355 500 произведений, 25 200 авторов.

Электронная библиотека книг » Петр Краснов » Последние дни Российской империи. Том 1 » Текст книги (страница 14)
Последние дни Российской империи. Том 1
  • Текст добавлен: 29 сентября 2016, 00:45

Текст книги "Последние дни Российской империи. Том 1"


Автор книги: Петр Краснов


Соавторы: Василий Криворотов
сообщить о нарушении

Текущая страница: 14 (всего у книги 38 страниц)

XXX

В полку наступило скучное время. Строевых занятий не было.

Все начальство было в отпуску. Всюду были временно исправляющие должность, которые для того, чтобы не напутать чего-либо, предпочитали ничего не делать и всех уверяли, что они только халифы на час. В канцелярии сидел ротмистр вр. и. д. командира полка, корнет вр. и. д. полкового адъютанта, эскадронами правили корнеты, появлявшиеся ежедневно на полчаса в эскадронной канцелярии, чтобы выслушать рапорт вахмистра, что все обстоит благополучно, и подписать какие-то ведомости и требования.

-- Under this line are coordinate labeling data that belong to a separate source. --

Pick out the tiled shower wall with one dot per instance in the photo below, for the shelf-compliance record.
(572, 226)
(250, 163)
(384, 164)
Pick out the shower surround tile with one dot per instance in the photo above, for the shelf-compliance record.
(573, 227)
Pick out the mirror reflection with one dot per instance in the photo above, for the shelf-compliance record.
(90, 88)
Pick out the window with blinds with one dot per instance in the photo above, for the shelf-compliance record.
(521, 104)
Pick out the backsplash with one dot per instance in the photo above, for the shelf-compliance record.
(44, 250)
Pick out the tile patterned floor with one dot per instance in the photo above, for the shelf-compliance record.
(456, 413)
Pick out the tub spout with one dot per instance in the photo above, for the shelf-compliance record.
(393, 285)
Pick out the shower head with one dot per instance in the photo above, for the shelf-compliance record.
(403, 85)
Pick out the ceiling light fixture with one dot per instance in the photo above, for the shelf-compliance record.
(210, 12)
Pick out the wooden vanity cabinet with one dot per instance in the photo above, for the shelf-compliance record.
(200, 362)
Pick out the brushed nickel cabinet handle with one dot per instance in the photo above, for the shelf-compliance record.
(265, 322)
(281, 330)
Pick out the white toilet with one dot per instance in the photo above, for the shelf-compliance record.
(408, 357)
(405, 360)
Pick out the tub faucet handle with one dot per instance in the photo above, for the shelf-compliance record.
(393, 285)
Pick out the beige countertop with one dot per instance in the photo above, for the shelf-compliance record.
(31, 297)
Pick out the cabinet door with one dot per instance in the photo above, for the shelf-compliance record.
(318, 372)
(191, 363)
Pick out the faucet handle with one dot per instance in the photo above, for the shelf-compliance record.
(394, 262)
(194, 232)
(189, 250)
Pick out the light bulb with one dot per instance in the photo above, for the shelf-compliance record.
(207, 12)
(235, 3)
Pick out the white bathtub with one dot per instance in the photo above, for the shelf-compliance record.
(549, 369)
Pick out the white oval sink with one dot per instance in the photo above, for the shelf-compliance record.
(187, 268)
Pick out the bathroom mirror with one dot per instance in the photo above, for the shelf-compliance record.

Суетились только квартирмейстер и ветеринарный врач. Первый спешно оканчивал ремонт казарм без расходов от казны на полковые средства, второй лечил лошадей и исправлял убытки, которые сделали манёвры. С утра лазарет наполнялся лошадьми с набитыми спинами, хромыми, волочащими ноги. Засечки, растяжения, ушибы, мокрецы – всё это промывалось, бинтовалось, подмазывалось, делали втирания, массажи и готовили четвероногих пациентов к новой работе.

Окна в казармах были забрызганы краской, всюду пахло олифой, свежеоструганным деревом, извёсткой, кирпичом. Солдаты в рубахах и шароварах какого-то пятого срока, не показанного в табели и состоящих из заплат и дыр, лазили по крышам, стояли на лесах и красили, строгали, месили извёстку, производя свой полковой ремонт. Увольняемые в запас то малыми командами, то поодиночке уходили в город справлять гостинец для деревни.

Большой полковой двор был пуст и порос травою. Барьеры, чучела и станки для рубки лежали в углу, поломанные и грязные. На них сушились какие-то тряпки да подле них бродили вахмистерские куры и утки.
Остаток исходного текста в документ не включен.